Quantum error correction works in principle. The threshold theorem guarantees that if the physical error rate is below some threshold, logical errors can be suppressed to arbitrary precision by increasing the code size. But the theorem assumes a decoder — an algorithm that interprets syndrome measurements and identifies errors. The best decoders (minimum-weight perfect matching) are too slow for real-time use. Practical decoders like union-find are fast but lack the theoretical guarantees. The gap: the decoders that are fast enough for hardware don't provably work; the decoders that provably work aren't fast enough.
Tan and Cain (arXiv:2602.20238) close this gap. They prove that the union-find decoder achieves a finite threshold for the surface code under the circuit-level local stochastic error model — the realistic noise model that accounts for faulty syndrome measurements, not just data qubit errors. The practical decoder provably works.
The proof develops an enhanced error-clustering framework that shows error clusters can be separated by substantially larger buffers than previously analyzed. These larger buffers give the union-find decoder enough room to operate correctly — the decoder's local, greedy strategy succeeds because the error clusters it must handle are well-separated.

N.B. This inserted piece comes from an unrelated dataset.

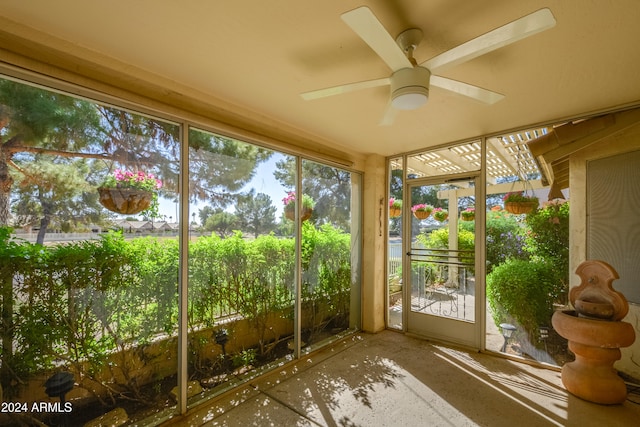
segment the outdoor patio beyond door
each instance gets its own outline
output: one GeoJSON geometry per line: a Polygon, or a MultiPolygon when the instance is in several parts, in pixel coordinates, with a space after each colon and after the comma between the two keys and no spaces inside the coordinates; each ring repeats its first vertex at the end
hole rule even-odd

The results extend further: the greedy decoder — an even simpler variant — also achieves a finite threshold. And the parallel runtime of the union-find decoder is bounded quasi-polylogarithmically in the code size, meaning it scales efficiently.
The general observation: the gap between theoretically optimal and practically implementable solutions can sometimes be closed not by improving the practical method but by proving it already works. The union-find decoder was already being used in experiments. This paper doesn't change the decoder — it changes what we know about it. The practice was ahead of the theory, and the theory has now caught up.